This policy outlines the Springfield ISACA Chapter (the “Chapter) policies with respect to the treatment of the personally identifiable information (PII) (as described below) of the following individuals:
o Current and past website users and individuals who purchase materials;
o Members (both current and past);
o Event attendees, speakers, sponsors, survey respondents, and other participants in Chapter programs; and
o Non-member volunteers who participate on Chapter projects and/or volunteer groups.
This policy does not describe Chapter policies with respect to personally identifiable information of employees, consultants, contractors, vendors, licensees, sponsors, or advertisers.
This policy applies to handling of personally identifiable information stored in all forms (whether on paper, electronically – including on computer hard drives, CD ROMs, removable flash drives – or otherwise) by the Chapter. It does not describe the treatment of information by legally independent entities that may work with the Chapter, including ISACA International.
This policy is for internal use by Chapter volunteers, employees and by others (such as contractors, vendors, committee members, and the like) who have access in the course of their duties for the Chapter to PII (as defined below) maintained by or on behalf of the Chapter.

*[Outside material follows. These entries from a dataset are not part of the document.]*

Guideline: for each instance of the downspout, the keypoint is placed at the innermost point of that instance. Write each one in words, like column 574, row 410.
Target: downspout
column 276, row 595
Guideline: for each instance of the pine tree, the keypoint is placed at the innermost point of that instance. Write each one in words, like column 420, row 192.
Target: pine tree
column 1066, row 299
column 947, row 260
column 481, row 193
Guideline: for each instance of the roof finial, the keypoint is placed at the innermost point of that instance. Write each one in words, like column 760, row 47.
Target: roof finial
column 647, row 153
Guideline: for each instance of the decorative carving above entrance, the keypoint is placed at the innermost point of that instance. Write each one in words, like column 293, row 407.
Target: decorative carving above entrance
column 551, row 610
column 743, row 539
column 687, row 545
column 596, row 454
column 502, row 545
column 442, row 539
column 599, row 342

The Chapter’s Website Committee Director is responsible for maintaining the Chapter’s privacy program.
o When feasible (and/or legally required) the Chapter provides notice to individuals before their personally identifiable information is collected.
o The Chapter provides notice and obtains consent (as legally required) before information it maintains is used for a purpose that is either unrelated to the purpose for which the information was originally provided, or that is for a purpose that was not disclosed in the original notice to the individual.
o The Chapter provides external notice about its privacy practices on its website. The notice describes how personally identifiable information is collected, used, stored, and shared, and secured.
o The Chapter also provides notice in situations other than traditional online or offline information collection, such as when people are taking surveys or attending meetings, and instructs its employees about when notice must be provided.